Latest Banking Crisis Will Be "Felt For Years": JPMorgan Chase CEO
Much as in 2008, Jamie Dimon has played a key role in trying to support the system, this time by shoring up First Republic Bank following failures of Silicon Valley Bank and Signature Bank that were followed by the demise of Credit Suisse.
While the current banking crisis isn't like 2008, it "is not yet over" and will be felt for years to come, JPMorgan Chase Chief Executive Jamie Dimon said Tuesday.
Dimon, who has in coordination with Washington officials shaped the financial industry's response to the crisis, said recent bank failures "have significantly changed the market's expectations ... the stock market is down and the market's odds of a recession have increased," he wrote in his annual shareholder letter.
"And while this is nothing like 2008, it is not clear when this current crisis will end."

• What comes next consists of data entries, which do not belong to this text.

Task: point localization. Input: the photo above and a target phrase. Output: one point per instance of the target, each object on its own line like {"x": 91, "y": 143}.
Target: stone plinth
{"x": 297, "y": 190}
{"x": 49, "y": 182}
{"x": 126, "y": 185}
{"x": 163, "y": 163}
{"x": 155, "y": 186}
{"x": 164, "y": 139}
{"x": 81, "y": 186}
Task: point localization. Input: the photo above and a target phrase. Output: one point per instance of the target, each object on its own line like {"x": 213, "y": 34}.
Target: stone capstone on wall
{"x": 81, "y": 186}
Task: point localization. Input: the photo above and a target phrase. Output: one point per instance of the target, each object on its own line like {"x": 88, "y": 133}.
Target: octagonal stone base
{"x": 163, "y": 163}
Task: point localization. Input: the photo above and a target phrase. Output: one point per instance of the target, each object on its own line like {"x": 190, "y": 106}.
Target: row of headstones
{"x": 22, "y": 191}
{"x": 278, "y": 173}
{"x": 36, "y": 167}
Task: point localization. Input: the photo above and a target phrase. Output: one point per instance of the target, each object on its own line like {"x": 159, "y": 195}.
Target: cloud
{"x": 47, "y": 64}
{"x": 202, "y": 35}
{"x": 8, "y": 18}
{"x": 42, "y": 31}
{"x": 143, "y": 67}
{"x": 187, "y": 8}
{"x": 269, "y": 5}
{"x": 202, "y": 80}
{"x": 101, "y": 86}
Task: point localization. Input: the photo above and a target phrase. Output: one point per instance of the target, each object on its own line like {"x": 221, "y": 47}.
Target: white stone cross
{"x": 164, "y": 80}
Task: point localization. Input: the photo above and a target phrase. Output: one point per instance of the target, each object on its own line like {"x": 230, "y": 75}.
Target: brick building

Much as in 2008, Dimon has played a key role in trying to support the system, this time by shoring up First Republic Bank following failures of Silicon Valley Bank and Signature Bank that were followed by the demise of Credit Suisse.
Although First Republic has stabilized somewhat since Dimon helped lead a joint $30 billion lifeline to the bank through a collaboration of 12 banks, the industry is not completely out of the woods yet, said Dimon, who highlighted the possibility that the Fed will need to keep interest rates high for longer than currently expected.
Current risks posing "storm clouds" include "higher inflation for longer, the market effects of (quantitative tightening) and growing political risks," Dimon said. "Of course, I cannot be sure this will happen, but I place higher odds on it than the 'market.'"
Dimon warned against backward-looking federal regulation, calling the current regime of Fed stress testing a "mind-numbingly complex task about crossing t's and dotting i's."
The Fed did not test for higher interest rates, a catalyst in recent failures, Dimon said.
"It should be noted that regulations, the supervisory regime and the resolution regime currently in place did not stop SVB and Signature Bank from failing -- and from causing systemwide issues," Dimon said.
"We should carefully study why this particular situation happened but not overreact."